Placental Abnormalities
- Placenta previa is abnormally low implantation so the placenta encroaches on or covers the cervical os.
- In complete (total) placenta previa, the placenta fully covers the cervical os.
- In partial (incomplete or marginal) placenta previa, the placenta covers only part of the cervical os.
- Abruptio placentae is premature separation of a normally implanted placenta; partial or complete, it usually causes abdominal pain, vaginal bleeding, and a boardlike abdomen.
- In placenta previa, bleeding is painless and seldom fatal on the first occasion but becomes heavier with each subsequent episode.
- For placenta previa, position the patient on her left side for maximum fetal perfusion, monitor fetal heart tones, and give I.V. fluids and oxygen as ordered.
- Treatment for abruptio placentae is usually immediate cesarean delivery.
- The classic difference: abruptio placentae causes pain, whereas placenta previa causes painless bleeding.
- Because the placenta acts as a fetal lung, anything that interrupts blood flow to or from it raises fetal partial pressure of arterial carbon dioxide and lowers fetal pH.
Preeclampsia
- Pregnancy-induced hypertension is a leading cause of maternal death in the United States.
- Pregnancy-induced hypertension (preeclampsia) is a rise in blood pressure of 30/15 mm Hg over baseline, or blood pressure of 140/95 mmHg on two occasions at least 6 hours apart, with edema and albuminuria after 20 weeks gestation.
- The classic triad of preeclampsia is hypertension, edema, and proteinuria; severe disease adds hyperreflexia, cerebral and vision disturbances, and epigastric pain.
- After giving magnesium sulfate for hypertension or preterm labor, monitor respiratory rate and deep tendon reflexes.
- Eclampsia is seizures not caused by a cerebral disorder in a patient with pregnancy-induced hypertension.
- In preeclampsia, epigastric pain is a late symptom needing immediate medical intervention.
- Preeclampsia may progress to eclampsia, marked by seizures and possible coma.
- HELLP (hemolysis, elevated liver enzymes, low platelets) syndrome is an unusual variant of pregnancy-induced hypertension.
Contraceptives
- A contraceptive's failure rate is based on the experience of 100 women for 1 year, expressed as pregnancies per 100 woman-years.

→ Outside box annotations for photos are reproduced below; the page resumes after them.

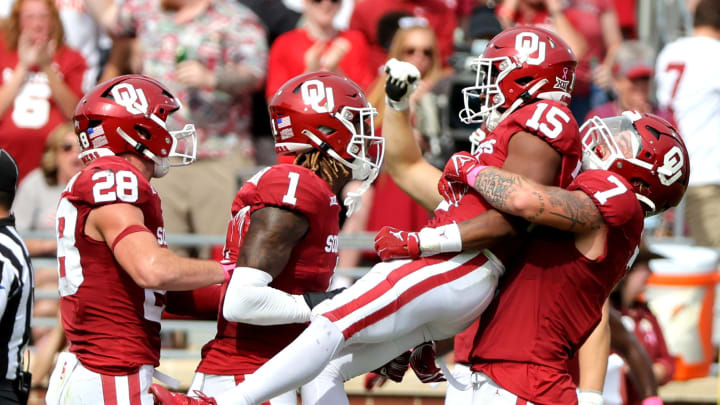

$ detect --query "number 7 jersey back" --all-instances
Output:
[56,156,166,375]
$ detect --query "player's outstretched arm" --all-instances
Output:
[223,207,312,325]
[382,59,442,211]
[85,204,225,291]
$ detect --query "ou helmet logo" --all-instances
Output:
[515,32,546,65]
[300,79,335,113]
[658,146,685,186]
[110,83,148,114]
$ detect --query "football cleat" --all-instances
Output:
[150,384,217,405]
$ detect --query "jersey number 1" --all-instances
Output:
[283,172,300,205]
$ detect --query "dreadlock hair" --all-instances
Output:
[295,150,351,184]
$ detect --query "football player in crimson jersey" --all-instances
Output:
[178,72,384,405]
[375,27,609,403]
[446,112,690,405]
[148,28,581,404]
[46,75,229,405]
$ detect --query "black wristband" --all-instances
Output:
[303,287,345,309]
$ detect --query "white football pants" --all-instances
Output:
[45,352,154,405]
[188,372,297,405]
[215,251,504,405]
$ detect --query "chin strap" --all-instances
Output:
[343,176,376,218]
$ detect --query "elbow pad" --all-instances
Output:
[223,267,312,325]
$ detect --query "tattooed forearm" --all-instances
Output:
[526,191,545,222]
[238,207,308,276]
[475,168,521,214]
[475,167,603,232]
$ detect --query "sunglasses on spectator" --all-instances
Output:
[60,143,75,152]
[405,48,432,58]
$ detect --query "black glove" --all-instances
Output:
[303,287,345,309]
[373,350,410,382]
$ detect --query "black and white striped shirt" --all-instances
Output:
[0,216,34,380]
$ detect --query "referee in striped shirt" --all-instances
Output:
[0,149,34,405]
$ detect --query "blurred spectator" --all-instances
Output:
[368,22,449,126]
[333,24,443,278]
[101,0,267,257]
[0,0,112,92]
[13,122,83,348]
[655,0,720,248]
[0,0,85,179]
[610,244,675,405]
[613,0,637,39]
[350,0,457,74]
[13,122,83,257]
[495,0,588,59]
[585,41,672,122]
[265,0,374,100]
[565,0,622,121]
[415,5,502,168]
[239,0,302,45]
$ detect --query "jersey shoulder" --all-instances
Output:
[496,100,581,154]
[66,156,159,206]
[233,164,339,214]
[568,170,643,226]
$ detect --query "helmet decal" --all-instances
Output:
[300,79,335,113]
[110,83,148,114]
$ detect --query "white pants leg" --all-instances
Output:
[302,328,428,405]
[216,252,504,405]
[45,352,154,405]
[466,372,533,405]
[188,372,297,405]
[313,252,504,345]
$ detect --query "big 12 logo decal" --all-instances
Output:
[300,79,335,113]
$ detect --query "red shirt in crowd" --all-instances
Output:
[265,28,375,100]
[0,34,86,181]
[350,0,457,73]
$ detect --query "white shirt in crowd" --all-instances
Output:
[655,36,720,186]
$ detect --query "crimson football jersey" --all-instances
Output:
[471,170,644,404]
[56,156,167,375]
[444,100,582,363]
[430,100,582,227]
[198,164,341,375]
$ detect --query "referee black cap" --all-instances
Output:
[0,148,18,194]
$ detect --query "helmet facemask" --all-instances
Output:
[303,104,385,217]
[458,56,510,130]
[580,115,655,213]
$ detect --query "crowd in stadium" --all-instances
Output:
[0,0,720,405]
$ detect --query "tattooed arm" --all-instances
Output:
[237,207,310,278]
[223,207,311,325]
[474,167,605,233]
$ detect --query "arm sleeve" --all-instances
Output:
[223,267,312,325]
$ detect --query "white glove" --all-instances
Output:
[385,58,420,111]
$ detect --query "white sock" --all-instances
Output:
[215,316,345,405]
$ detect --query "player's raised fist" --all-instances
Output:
[443,151,484,187]
[375,226,420,262]
[385,58,420,111]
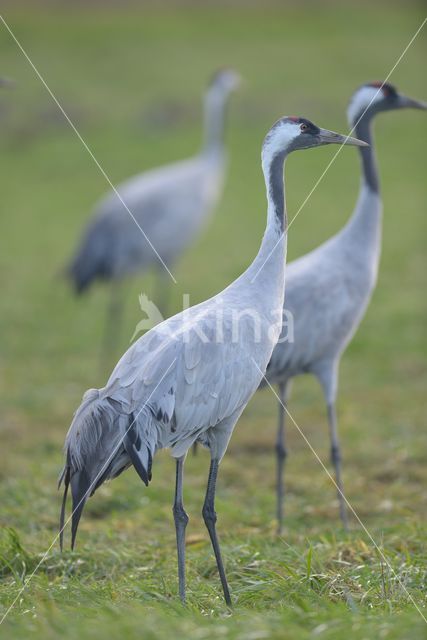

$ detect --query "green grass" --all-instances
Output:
[0,2,427,640]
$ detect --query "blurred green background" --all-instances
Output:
[0,0,427,639]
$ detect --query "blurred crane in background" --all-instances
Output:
[67,69,240,350]
[60,117,363,605]
[261,83,427,533]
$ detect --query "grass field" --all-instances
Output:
[0,0,427,640]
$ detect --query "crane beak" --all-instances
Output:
[399,95,427,109]
[319,129,369,147]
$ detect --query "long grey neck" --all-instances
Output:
[355,115,380,193]
[203,86,228,153]
[244,150,287,286]
[263,152,287,233]
[338,115,382,274]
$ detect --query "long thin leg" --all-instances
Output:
[173,456,188,602]
[276,382,287,535]
[328,402,348,529]
[202,459,232,607]
[153,265,172,318]
[100,280,123,373]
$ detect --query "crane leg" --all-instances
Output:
[276,382,287,535]
[202,458,232,607]
[101,280,123,373]
[153,266,171,318]
[328,402,348,530]
[173,456,188,602]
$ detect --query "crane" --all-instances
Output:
[67,69,240,346]
[261,82,427,533]
[60,117,364,605]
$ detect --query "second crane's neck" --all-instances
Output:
[203,85,229,153]
[353,114,380,194]
[343,114,382,260]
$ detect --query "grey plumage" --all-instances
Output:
[68,70,238,293]
[261,83,427,531]
[61,118,364,604]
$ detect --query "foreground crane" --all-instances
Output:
[60,117,363,605]
[68,69,239,345]
[261,83,427,533]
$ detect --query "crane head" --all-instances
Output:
[347,82,427,125]
[209,67,242,93]
[263,116,368,162]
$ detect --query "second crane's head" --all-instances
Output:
[208,68,242,96]
[262,116,367,165]
[347,82,427,126]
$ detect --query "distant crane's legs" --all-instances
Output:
[173,456,188,602]
[202,459,232,607]
[315,361,348,530]
[100,280,123,373]
[328,402,348,530]
[153,265,172,320]
[276,382,288,535]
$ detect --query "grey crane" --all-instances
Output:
[261,83,427,533]
[60,117,363,605]
[67,69,239,342]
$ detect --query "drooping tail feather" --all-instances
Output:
[66,219,115,294]
[59,389,156,550]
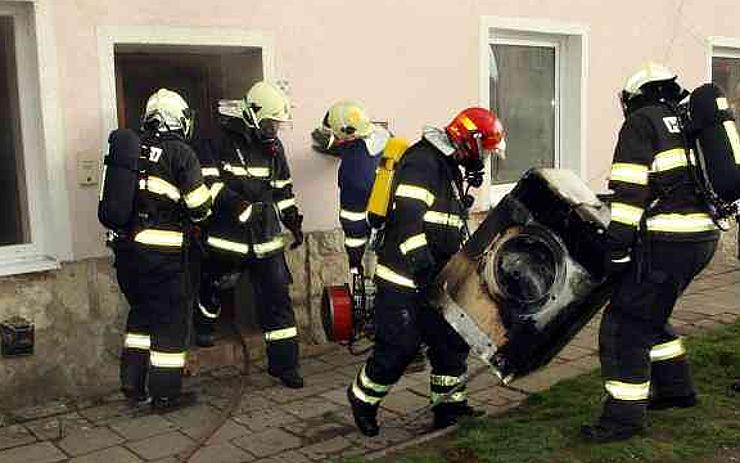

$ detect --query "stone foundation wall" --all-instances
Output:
[0,226,740,409]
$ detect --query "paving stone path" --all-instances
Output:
[0,267,740,463]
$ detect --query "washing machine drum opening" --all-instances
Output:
[489,231,564,305]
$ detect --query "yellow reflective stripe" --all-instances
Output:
[652,148,696,172]
[611,203,644,227]
[396,183,434,207]
[265,326,298,342]
[198,302,221,320]
[139,176,180,201]
[339,209,367,222]
[344,236,367,248]
[149,350,185,368]
[247,167,270,177]
[239,204,252,223]
[254,236,285,256]
[278,198,295,211]
[609,162,648,185]
[650,339,686,362]
[270,178,293,188]
[206,236,249,254]
[185,185,211,209]
[134,228,182,247]
[398,233,427,255]
[722,121,740,166]
[123,333,152,350]
[352,380,380,405]
[647,213,717,233]
[431,391,468,403]
[604,381,650,400]
[429,375,462,386]
[375,264,416,288]
[424,211,465,228]
[210,182,224,201]
[358,365,391,394]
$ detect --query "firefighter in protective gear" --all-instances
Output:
[582,63,719,442]
[314,101,390,272]
[195,82,303,388]
[347,108,503,436]
[111,89,211,408]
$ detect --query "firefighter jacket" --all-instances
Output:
[199,127,300,259]
[375,134,465,291]
[128,133,211,251]
[609,104,719,251]
[337,139,382,259]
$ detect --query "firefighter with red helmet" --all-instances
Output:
[347,108,503,436]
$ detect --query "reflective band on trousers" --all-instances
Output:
[431,391,468,403]
[375,264,416,288]
[424,211,464,228]
[650,339,686,362]
[647,213,717,233]
[139,176,180,202]
[134,228,182,247]
[611,203,645,227]
[207,236,249,254]
[344,236,367,248]
[265,326,298,342]
[278,198,295,211]
[149,350,185,368]
[123,333,152,350]
[652,148,696,172]
[254,236,285,256]
[185,185,211,209]
[604,381,650,400]
[339,209,367,222]
[609,162,648,185]
[429,375,462,386]
[352,381,380,405]
[398,233,427,256]
[357,365,391,394]
[396,183,435,207]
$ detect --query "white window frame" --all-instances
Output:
[0,0,72,276]
[97,26,274,156]
[479,16,589,209]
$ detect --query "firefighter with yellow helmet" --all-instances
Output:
[196,82,303,388]
[581,63,719,442]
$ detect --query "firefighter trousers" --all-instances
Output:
[195,253,298,376]
[351,284,470,405]
[599,240,717,428]
[115,244,191,399]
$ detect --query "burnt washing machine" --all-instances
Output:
[434,168,611,383]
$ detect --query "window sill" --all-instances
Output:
[0,256,61,277]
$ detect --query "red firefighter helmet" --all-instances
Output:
[445,107,505,169]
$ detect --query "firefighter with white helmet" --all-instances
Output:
[196,82,303,388]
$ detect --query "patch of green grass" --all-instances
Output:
[390,323,740,463]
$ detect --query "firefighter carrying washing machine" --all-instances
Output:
[196,82,303,388]
[582,63,719,442]
[347,108,503,436]
[98,89,211,409]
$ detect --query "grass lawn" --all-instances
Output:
[387,323,740,463]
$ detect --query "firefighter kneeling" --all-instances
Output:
[347,108,503,436]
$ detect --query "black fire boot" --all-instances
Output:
[432,402,485,429]
[347,386,380,437]
[647,394,699,410]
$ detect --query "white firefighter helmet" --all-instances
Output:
[323,100,374,141]
[142,88,193,139]
[244,81,291,127]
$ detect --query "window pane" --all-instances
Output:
[490,44,556,185]
[712,57,740,128]
[0,17,29,246]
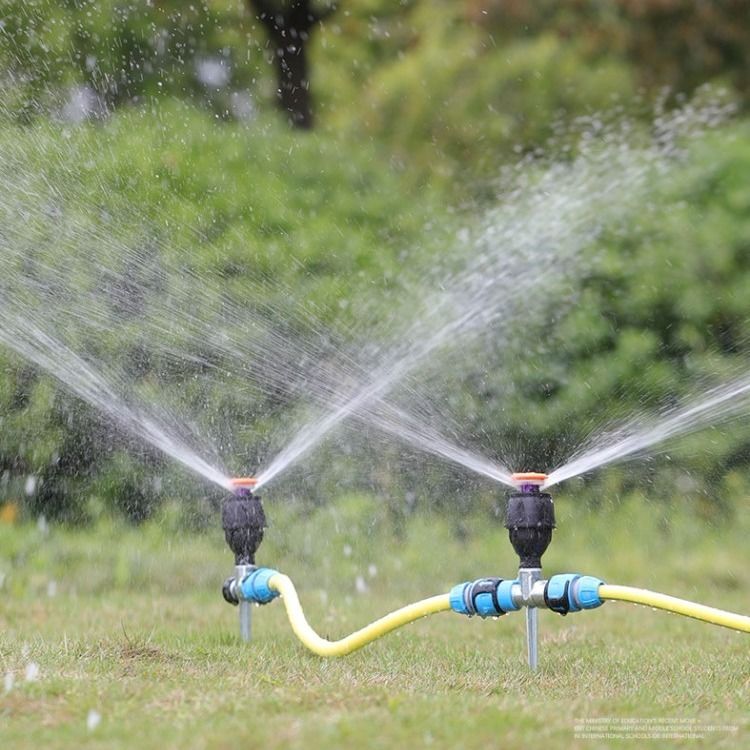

- Before providing a sperm count specimen, the patient should avoid ejaculation for 48 to 72 hours.
- If a patient misses two consecutive periods on an oral contraceptive, she should stop it and take a pregnancy test.
- If a patient on an oral contraceptive misses a dose, she should take it as soon as she remembers, or take two at the next scheduled interval and continue normally.
- If a patient misses two consecutive doses, she should double the dose for 2 days, resume the normal schedule, and use a backup birth control method for 1 week.